In 1962, a man named Clairvius Narcisse died. He was given a funeral and was buried in front of his family as they saw him off. In 1980, Calirvius Narcisse wandered back into his own village a little worse for wear but mostly alive. He told a wild story about a voodoo sorcerer who used the famous zombie powder on him to put him into a coma that looked a lot like death. In this state, Narcisse was conscious and aware of what was happening to him. A little while after his burial, the sorcerer snuck into the cemetery where he was buried, dug him up and took him to a sugar plantation where he “stole his soul” and was put to work with other zombies for the plantation owner. When the sorcerer died and the plantation owner died, Narcisse eventually regained enough of his counsciousness where it eventually occurred to him that he should probably get the fuck off the plantation and find somewhere to go because he was getting hungry. Enter Wade Davis.

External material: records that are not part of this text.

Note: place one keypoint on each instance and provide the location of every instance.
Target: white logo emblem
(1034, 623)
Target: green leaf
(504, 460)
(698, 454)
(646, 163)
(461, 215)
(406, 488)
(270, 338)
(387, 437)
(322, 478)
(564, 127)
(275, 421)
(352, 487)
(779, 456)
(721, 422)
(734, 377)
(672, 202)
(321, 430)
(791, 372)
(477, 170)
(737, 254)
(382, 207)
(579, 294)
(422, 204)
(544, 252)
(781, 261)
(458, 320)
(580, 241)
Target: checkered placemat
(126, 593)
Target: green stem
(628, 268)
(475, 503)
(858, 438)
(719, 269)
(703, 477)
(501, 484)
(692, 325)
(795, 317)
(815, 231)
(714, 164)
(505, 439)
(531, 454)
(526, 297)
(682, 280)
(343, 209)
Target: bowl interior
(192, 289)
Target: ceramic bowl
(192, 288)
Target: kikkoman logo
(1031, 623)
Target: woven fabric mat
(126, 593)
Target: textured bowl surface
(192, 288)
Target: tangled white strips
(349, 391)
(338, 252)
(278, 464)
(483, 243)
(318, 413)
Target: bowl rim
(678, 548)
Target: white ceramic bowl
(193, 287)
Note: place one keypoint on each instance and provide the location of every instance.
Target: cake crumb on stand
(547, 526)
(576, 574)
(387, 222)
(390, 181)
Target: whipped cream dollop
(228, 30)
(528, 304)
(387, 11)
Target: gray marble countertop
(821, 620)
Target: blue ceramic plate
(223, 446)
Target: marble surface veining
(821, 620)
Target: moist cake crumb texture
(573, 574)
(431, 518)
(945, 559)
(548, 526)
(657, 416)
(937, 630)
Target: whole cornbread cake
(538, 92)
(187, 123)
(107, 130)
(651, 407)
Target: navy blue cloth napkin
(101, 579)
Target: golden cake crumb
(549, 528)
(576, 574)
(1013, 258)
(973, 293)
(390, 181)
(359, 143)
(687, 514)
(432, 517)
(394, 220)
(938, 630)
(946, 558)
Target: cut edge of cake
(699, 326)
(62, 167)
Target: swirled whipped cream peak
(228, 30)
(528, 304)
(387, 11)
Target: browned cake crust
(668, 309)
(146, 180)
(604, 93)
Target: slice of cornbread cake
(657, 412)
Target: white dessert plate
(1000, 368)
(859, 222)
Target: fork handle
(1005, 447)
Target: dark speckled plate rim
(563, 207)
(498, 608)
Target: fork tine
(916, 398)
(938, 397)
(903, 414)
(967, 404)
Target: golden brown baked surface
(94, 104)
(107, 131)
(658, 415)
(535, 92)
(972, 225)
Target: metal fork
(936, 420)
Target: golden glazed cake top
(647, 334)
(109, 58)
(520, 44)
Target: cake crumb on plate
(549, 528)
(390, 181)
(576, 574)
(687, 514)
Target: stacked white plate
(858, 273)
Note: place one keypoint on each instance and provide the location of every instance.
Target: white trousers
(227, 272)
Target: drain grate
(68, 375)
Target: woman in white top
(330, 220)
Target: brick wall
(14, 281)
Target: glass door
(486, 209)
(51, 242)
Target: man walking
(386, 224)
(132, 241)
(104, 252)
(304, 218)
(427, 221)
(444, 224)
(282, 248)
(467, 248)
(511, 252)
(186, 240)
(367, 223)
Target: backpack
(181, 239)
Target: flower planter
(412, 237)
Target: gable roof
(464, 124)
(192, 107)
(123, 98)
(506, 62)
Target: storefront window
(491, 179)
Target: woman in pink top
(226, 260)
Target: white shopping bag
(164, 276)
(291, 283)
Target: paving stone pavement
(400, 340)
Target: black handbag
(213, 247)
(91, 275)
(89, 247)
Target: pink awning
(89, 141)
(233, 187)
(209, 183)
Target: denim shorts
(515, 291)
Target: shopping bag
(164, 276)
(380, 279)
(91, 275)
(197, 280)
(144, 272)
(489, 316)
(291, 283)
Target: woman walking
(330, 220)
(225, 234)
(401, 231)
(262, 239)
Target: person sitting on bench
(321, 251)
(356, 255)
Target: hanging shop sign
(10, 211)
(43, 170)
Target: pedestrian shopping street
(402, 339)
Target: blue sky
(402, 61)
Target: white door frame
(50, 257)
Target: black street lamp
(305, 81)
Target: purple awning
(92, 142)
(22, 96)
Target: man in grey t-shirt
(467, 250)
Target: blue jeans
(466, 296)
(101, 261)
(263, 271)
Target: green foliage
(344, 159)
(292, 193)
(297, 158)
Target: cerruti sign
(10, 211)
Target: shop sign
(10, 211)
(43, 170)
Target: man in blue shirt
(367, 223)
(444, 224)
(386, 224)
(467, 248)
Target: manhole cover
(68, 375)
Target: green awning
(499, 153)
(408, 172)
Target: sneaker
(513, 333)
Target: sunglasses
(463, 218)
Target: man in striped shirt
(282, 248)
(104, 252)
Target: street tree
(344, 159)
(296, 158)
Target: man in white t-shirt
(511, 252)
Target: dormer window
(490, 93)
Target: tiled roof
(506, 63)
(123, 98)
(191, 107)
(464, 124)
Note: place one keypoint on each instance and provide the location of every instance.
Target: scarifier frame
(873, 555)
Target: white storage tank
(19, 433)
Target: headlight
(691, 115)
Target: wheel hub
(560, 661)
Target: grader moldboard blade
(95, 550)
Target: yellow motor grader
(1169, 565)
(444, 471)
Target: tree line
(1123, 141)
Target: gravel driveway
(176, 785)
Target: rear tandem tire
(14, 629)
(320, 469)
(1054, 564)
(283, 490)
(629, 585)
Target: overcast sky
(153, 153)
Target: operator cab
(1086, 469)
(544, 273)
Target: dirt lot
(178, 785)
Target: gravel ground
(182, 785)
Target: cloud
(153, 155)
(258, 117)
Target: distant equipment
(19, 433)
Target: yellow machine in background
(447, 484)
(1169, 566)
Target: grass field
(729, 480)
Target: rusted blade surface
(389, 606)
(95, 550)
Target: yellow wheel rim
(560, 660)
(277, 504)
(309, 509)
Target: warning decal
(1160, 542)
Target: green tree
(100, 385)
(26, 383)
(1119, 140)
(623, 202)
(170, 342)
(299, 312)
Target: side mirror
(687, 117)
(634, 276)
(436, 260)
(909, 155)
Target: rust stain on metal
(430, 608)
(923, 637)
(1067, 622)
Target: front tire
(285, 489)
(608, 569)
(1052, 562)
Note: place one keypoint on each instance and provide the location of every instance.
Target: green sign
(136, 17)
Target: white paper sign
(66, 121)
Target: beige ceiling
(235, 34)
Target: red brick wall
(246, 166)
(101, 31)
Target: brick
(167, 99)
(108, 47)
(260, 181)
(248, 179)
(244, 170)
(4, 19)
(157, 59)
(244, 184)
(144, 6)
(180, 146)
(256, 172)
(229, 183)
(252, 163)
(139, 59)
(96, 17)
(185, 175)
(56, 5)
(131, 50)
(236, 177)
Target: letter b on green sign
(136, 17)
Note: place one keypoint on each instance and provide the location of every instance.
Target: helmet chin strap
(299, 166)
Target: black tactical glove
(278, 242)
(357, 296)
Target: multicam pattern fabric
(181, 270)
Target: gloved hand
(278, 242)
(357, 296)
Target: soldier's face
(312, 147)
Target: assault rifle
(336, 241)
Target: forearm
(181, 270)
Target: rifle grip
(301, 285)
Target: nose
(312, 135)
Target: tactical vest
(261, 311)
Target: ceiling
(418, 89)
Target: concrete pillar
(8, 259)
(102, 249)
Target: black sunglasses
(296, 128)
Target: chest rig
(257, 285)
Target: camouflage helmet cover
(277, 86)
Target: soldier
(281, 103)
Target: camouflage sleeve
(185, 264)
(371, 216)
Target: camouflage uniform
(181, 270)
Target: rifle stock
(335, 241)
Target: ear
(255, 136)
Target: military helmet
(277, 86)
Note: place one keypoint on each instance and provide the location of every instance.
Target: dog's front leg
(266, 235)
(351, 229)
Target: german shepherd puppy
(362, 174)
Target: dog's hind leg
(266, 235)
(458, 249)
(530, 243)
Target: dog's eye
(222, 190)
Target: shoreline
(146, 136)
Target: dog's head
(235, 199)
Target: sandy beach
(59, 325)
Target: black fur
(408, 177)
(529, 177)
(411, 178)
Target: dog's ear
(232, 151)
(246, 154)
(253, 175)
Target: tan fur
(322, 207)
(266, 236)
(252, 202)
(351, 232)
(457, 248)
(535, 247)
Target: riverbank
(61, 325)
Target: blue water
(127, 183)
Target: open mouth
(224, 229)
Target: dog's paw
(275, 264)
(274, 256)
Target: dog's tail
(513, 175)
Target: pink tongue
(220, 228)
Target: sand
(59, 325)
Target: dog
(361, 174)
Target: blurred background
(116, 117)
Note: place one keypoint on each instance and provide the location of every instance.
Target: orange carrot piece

This remarkable story made its way to Davis, who had spent a lot of time in the third world researching indigenous folk drugs like Ayahuasca and through decades of rumors of this zombie drug, this opportunity presented Davis with the opportunity to find out if it existed and if it did, how it worked. He made his way to Haiti and during his time there, learned about the zombie powder, a combination of Tetrodotoxin and Bufotenin, chemicals derived from the venoms of puffer fish and certain species of toads, respectively. When administered to a human, they go through a process that looks an awful lot like death but isn’t. Once recovered, the zombie is given a paste made from datura seeds, which is a sort of hallucinogen that induces the classic zombie state of a mindless drone. Davis discovered a rumored underground trade of zombies that Narcisse was a part of. What makes this system so air tight in Haiti is that most of the zombies suffer severe brain damage after prolonged exposure to these drugs and they wind up dying. Narcisse did not and eventually pulled his shit together enough to go home where a superstitious lot of people assumed that the guy’s dead body was up and wandering around.
I honestly don’t know what’s spookier. The original story or Craven’s movie. The overblown Hollywood version weaves a ton of creepy mysticism in to the mix and this fantasy version is an effective tool for scares but the original tale, where all you have to do is piss off the wrong people in Haiti and the next thing you know, you’re slaving away on a sugar plantation in a near-complete state of vegetation when the rest of the world thinks you’re dead because they saw your dead body buried beneath six feet of dirt in a pine box. One is completely implausible and ridiculous. The other has actually happened. A lot.